Multi-view MidiVAE: Fusing Track- and Bar-view Representations for Long Multi-track Symbolic Music Generation
Submitted to ICASSP 2024
Multi-view MidiVAE: Fusing Track- and Bar-view Representations for Long Multi-track Symbolic Music Generation
Zhiwei Lin, Jun Chen, Boshi Tang, Binzhu Sha, Jing Yang, Yaolong Ju, Fan Fan, Shiyin Kang, Zhiyong Wu, Helen Meng
Abstract
Variational Autoencoders (VAEs) constitute a crucial component of neural symbolic music generation, among which some works have yielded outstanding results and attracted considerable attention. Nevertheless, previous VAEs still encounter issues with overly long feature sequences and generated results lack contextual coherence, thus the challenge of modeling long multi-track symbolic music still remains unaddressed. To this end, we propose Multi-view MidiVAE, as one of the pioneers in VAE methods that effectively model and generate long multi-track symbolic music.

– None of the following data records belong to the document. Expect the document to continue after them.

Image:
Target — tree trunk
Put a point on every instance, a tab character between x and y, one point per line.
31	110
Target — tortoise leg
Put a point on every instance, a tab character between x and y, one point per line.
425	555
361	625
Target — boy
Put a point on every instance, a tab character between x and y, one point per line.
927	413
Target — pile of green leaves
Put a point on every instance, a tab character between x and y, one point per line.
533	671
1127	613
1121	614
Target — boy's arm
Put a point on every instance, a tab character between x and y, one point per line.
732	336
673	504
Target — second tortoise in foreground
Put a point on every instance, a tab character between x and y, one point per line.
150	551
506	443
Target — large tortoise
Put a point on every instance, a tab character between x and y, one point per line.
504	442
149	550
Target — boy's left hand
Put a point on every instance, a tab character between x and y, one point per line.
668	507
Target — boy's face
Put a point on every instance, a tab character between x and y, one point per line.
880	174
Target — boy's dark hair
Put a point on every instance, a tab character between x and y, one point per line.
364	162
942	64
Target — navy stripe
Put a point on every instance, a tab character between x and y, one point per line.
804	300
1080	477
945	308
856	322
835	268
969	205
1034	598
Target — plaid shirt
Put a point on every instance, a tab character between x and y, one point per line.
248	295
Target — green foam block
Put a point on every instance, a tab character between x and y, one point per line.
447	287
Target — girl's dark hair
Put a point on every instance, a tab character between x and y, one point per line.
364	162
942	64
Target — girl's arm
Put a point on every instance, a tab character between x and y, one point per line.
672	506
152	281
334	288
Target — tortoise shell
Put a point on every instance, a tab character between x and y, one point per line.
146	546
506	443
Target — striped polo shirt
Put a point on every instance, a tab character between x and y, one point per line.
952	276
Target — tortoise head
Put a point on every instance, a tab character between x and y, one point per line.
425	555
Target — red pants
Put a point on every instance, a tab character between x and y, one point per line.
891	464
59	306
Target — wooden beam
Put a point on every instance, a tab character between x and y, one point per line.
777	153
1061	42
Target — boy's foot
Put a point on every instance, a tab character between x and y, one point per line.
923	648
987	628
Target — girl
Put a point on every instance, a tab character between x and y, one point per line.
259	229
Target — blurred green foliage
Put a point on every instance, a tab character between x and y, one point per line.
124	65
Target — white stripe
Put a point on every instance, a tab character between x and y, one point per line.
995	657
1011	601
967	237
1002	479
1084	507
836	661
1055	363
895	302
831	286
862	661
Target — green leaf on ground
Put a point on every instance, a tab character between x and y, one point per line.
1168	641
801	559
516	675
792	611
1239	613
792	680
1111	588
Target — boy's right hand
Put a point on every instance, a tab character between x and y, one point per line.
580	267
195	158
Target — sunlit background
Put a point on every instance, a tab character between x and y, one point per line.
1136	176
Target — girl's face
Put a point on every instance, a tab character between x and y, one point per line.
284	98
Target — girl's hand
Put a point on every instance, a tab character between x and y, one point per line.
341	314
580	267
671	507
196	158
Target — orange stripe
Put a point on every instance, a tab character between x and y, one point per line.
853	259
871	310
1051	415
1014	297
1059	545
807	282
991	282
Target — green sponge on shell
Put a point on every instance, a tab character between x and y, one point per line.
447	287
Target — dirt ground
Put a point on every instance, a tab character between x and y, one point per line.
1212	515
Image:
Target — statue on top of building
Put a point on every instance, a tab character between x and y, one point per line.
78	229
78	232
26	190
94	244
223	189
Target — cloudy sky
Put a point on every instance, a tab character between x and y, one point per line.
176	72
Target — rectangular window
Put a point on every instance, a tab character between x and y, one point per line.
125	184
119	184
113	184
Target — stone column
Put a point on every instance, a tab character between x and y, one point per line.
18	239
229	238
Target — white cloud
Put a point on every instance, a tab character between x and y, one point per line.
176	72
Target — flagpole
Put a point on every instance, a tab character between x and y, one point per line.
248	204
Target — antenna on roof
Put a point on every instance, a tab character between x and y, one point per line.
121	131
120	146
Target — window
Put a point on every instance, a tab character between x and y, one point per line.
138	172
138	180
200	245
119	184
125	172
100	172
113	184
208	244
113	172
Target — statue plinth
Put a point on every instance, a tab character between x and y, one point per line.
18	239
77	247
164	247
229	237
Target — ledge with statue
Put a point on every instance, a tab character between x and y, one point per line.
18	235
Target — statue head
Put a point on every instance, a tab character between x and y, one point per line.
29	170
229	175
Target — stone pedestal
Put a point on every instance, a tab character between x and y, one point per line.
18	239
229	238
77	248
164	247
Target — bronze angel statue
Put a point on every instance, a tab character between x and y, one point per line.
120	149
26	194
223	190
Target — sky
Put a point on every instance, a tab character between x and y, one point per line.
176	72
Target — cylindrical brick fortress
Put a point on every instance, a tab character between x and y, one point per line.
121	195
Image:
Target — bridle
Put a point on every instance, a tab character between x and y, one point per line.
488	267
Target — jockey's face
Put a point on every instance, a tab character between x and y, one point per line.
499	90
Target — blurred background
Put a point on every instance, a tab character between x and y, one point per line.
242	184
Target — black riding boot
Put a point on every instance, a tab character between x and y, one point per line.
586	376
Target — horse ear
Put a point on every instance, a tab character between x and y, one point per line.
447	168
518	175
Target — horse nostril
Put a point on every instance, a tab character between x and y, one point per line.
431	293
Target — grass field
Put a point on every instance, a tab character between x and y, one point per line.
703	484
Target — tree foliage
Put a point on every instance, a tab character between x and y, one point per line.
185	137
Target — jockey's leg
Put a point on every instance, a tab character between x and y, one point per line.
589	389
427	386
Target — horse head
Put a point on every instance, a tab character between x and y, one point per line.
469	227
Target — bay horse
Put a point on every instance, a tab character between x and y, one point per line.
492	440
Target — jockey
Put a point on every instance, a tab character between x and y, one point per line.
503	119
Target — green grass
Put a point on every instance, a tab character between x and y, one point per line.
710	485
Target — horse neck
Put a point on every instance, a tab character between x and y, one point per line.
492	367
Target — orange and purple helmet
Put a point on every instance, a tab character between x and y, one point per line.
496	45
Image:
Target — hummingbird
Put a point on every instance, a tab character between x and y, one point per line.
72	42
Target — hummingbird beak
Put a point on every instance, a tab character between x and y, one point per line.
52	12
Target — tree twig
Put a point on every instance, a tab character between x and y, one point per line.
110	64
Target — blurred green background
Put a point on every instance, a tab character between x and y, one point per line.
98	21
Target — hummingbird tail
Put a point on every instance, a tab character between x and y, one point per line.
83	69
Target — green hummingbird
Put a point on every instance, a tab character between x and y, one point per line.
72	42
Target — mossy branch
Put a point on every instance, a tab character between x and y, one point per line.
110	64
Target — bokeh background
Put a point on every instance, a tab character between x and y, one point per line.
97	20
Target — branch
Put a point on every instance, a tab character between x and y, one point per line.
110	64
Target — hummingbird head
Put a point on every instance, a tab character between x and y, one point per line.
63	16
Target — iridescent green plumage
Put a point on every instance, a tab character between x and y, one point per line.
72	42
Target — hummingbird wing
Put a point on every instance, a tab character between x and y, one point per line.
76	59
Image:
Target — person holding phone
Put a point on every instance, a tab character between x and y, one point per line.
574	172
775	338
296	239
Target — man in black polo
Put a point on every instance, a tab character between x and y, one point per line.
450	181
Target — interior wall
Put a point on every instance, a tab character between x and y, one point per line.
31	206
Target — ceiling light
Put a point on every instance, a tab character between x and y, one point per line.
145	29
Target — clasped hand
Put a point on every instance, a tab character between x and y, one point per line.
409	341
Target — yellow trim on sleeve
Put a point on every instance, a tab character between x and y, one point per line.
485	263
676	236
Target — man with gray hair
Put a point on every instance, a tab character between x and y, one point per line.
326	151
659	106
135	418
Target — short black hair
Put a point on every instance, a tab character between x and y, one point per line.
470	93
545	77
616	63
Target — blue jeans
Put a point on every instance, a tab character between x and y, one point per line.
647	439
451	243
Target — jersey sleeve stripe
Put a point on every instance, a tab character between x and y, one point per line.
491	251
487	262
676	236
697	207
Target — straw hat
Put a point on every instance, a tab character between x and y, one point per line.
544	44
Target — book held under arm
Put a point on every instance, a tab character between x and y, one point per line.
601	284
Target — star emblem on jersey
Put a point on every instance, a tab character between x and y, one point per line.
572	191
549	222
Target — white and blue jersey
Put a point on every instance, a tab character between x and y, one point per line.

The Multi-view MidiVAE utilizes the two-dimensional (2-D) representation, OctupleMIDI, to capture relationships among notes while reducing the feature sequences length. Moreover, we focus on instrumental characteristics and harmony as well as global and local information about the musical composition by employing a hybrid variational encoding-decoding strategy to integrate both Track- and Bar-view MidiVAE features. Objective and subjective experimental results on the CocoChorales dataset demonstrate that, compared to the baseline, Multi-view MidiVAE exhibits significant improvements in terms of modeling long multi-track symbolic music.
Fig.1: The overall diagram of the proposed Multi-view MidiVAE. The model mainly contains Track- and Bar-view encoders, a multi-view information fusion (MIF), Track- and Bar-view decoders as well as an adaptive feature fusion (AFF).